Task Description

Information representation scheme

The representation scheme of the BB task contains four entity types:

  • Microorganism
  • Habitat
  • Geographical
  • Phenotype

and two relation types:

  • Lives_in relations which link a Microorganism entity to a location (either a Habitat or a Geographical entity)
  • Exhibits relations which link Microorganism entity to a Phenotype entity.

In addition, Microorganisms are normalized to taxa from the NCBI taxonomy, and Habitat and Phenotype entities normalized to concepts from the OntoBiotope ontology.

Annotation example

Corpus

The task corpus includes two types of documents:

  • PubMed references (titles and abstracts) related to microorganisms
  • Extracts from full-text articles related to microorganisms living in food products

The annotated corpus will be provided in the BioNLP-ST standoff annotation format.

Annotation guidelines can be found here.

BB Tasks and Evaluation

The BB task is composed of three subtasks. Each subtask has two modalities: one where entities are given as input, and one where entities are not be provided. Teams are free to participate in the subtask(s) of their choice.

1. Entity detection and normalization subtask (BB-norm and BB-norm+ner)

  • BB-norm: Normalization of Microorganism, Habitat and Phenotype entities with NCBI Taxonomy taxa (for the former) and OntoBiotope habitat concepts (for the last two). Entity annotations are provided.
  • BB-norm+ner: Recognition of Microorganism, Habitat and Phenotype entities and normalization with NCBI Taxonomy taxa and OntoBiotope habitat concepts.

The evaluation will focus on the accuracy of the predicted categories compared to gold reference. A concept distance measure has been designed in order to sanction over-generalization or over-specialization with a fair penalty. Note that if an entity has several categories, then it is a conjunction: all categories must be predicted.

For norm+ner, boundary accuracy will be factored in the evaluation since the inclusion or exclusion of modifiers can change the meaning and the normalization of phrases.

2. Entity and relation extraction subtask (BB-rel and BB-rel+ner)

  • BB-rel: Extraction of Lives_In relations between Microorganism, Habitat and Geographical entities, and of Exhibits relations between Microorganism and Phenotype entities. Entity annotations are provided.
  • BB-rel+ner: Recognition of Microorganism, Habitat, Geographical and Phenotype entities, and extraction of Lives_In and Exhibits relations

The evaluation measures will be Recall and Precision of predicted events against gold events.

For rel+ner, boundary accuracy will be factored in the evaluation.

3. Knowledge base extraction subtask (BB-kb and BB-kb+ner)

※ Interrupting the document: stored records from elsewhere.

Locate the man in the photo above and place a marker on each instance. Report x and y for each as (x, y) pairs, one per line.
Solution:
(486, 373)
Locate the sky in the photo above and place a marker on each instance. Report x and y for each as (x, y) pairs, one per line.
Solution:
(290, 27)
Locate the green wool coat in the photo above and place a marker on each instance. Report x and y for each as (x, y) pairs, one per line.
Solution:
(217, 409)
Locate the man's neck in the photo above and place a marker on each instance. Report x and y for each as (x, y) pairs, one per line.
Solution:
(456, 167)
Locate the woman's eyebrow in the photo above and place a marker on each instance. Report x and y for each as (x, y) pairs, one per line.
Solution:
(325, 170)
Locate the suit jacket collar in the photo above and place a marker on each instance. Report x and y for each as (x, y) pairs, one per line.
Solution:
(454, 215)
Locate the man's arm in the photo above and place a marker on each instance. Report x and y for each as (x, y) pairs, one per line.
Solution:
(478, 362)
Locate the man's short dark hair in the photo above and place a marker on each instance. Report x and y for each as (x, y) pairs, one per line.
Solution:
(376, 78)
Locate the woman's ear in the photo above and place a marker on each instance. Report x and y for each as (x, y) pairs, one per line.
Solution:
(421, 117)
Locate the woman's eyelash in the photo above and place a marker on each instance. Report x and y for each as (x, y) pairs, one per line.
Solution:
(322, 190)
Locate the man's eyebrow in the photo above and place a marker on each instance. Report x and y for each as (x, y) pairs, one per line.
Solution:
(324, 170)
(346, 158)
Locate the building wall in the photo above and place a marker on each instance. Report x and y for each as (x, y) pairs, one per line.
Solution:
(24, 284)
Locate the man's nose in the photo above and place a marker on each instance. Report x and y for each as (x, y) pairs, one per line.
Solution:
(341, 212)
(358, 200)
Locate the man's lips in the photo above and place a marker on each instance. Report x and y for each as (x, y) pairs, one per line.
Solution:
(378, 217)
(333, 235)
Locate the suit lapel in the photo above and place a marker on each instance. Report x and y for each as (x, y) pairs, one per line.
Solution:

Participant systems are evaluated for their capacity to build a knowledge base from the corpus. The knowledge base is the set of Lives_in and Exhibits relations with the concepts of their Microorganism, Habitat and Phenotype arguments. The goal of the task is to measure how much of the information content of the corpus can be extracted automatically. It can be viewed as a combination of the first two subtasks, with results aggregated at the corpus level (i.e., not all occurrences need to be predicted).

  • BB-kb: Extraction of Lives_in and Exhibits relations between Microorganism, Habitat and Phenotype concepts at the corpus level. Entities annotations are provided.
  • BB-kb+ner: Extraction of Lives_in and Exhibits relations between Microorganism, Habitat and Phenotype concepts at the corpus level.

The evaluation measures will be Recall and Precision of predicted events against gold events.

For kb+ner, boundary accuracy will be factored in the evaluation.